Medical records of patients who underwent pipeline embolization device placement for an internal carotid artery aneurysm between 2017 and 2019 were reviewed. Patients who received post-procedure NOVA and follow-up NOVA were included in the study (n = 32). Location and size of aneurysm, number of pipeline embolization device deployed, and complications were collected along with the non-invasive optimal vessel analysis report (flow volume rate (ml/min), mean, systolic, and diastolic flow velocities (cm/s), and vessel diameter (mm)). Internal carotid artery vessel flow rate was measured proximal to the pipeline embolization device. Derivations of hemodynamic parameters (pulsatility index, Lindegaard ratio, and wall shear stress) were calculated.

Results

The middle cerebral artery mean and diastolic flow velocities were significantly lower on the follow-up NOVA compared to the post-procedure NOVA. Moreover, follow-up NOVA demonstrated lower middle cerebral artery wall shear stress on the side with flow diversion compared to the post-procedure NOVA. In-stent stenosis, requiring intervention, was detected in two patients on follow-up NOVA. One patient had a successful balloon angioplasty of the stented internal carotid artery that resolved her stenosis. However, the second patient developed progressive stenosis and expired despite intervention.

Conclusion

Long-term hemodynamic adaptations post-pipeline embolization device demonstrate decreased wall shear stress and decreased mean and diastolic flow velocities in the distal middle cerebral artery, which suggest decreasing velocity of blood flow with endothelialization of the device.
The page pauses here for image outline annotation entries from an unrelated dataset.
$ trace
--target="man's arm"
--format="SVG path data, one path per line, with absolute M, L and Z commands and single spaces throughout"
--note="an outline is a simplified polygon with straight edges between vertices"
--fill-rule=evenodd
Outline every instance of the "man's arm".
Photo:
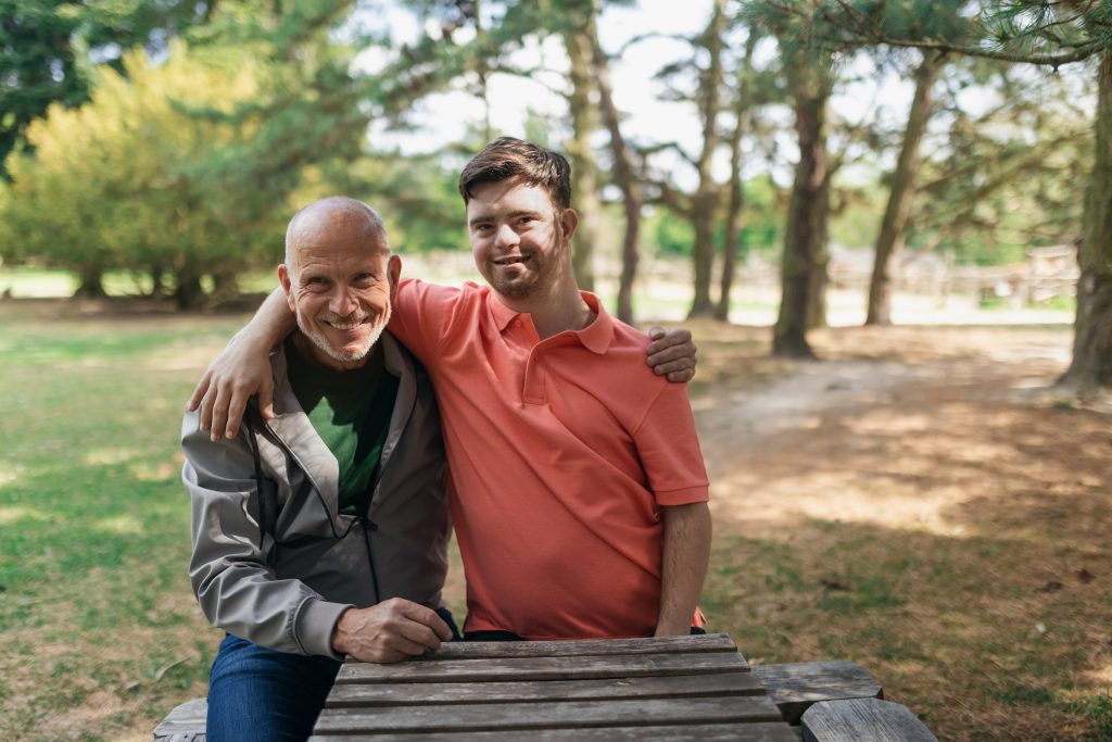
M 189 397 L 188 409 L 200 407 L 200 429 L 212 441 L 236 437 L 247 400 L 259 395 L 259 410 L 274 417 L 274 375 L 270 348 L 289 335 L 297 321 L 286 293 L 276 288 L 255 316 L 236 333 L 228 346 L 208 365 Z
M 691 632 L 692 616 L 703 592 L 711 560 L 711 509 L 704 503 L 661 508 L 664 521 L 664 563 L 661 612 L 654 636 Z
Furthermore, follow-up NOVA is a useful tool for detecting potential flow-related complications such as in-stent stenosis.

中文翻译：

定量磁共振血管造影和无创最佳血管分析用于识别管道栓塞术后患者的并发症和长期血流动力学变化

介绍

定量磁共振血管造影和非侵入性最佳血管分析是收集和分析管道栓塞患者血流动力学数据的强大工具。在我们的机构，患者在治疗后 24 小时内接受栓塞后定量磁共振血管造影，并在随访 6 个月内进行评估管道通畅性。在这里，我们的目的是阐明管道栓塞装置放置后的长期血流动力学变化，并报告两例检测到支架内狭窄的病例。

方法

对 2017 年至 2019 年间因颈内动脉瘤接受管道栓塞装置植入的患者的医疗记录进行了审查。接受术后 NOVA 和随访 NOVA 的患者被纳入研究 ( n = 32)。收集动脉瘤的位置和大小、部署的管道栓塞装置的数量和并发症，以及无创最佳血管分析报告（流量（ml/min）、平均、收缩和舒张流速（cm/s）和容器直径 (mm))。在管道栓塞装置附近测量颈内动脉血管流速。计算了血流动力学参数（搏动指数、Lindegaard 比和壁剪切应力）的导数。

结果

与术后 NOVA 相比，后续 NOVA 的大脑中动脉平均血流速度和舒张期血流速度显着降低。此外，后续 NOVA 表明，与术后 NOVA 相比，血流改道一侧的大脑中动脉壁剪切应力较低。在后续 NOVA 中发现两名患者存在支架内狭窄，需要干预。一名患者成功进行了颈内动脉支架球囊血管成形术，解决了狭窄问题。然而，第二名患者出现进行性狭窄，尽管进行了干预，但还是去世了。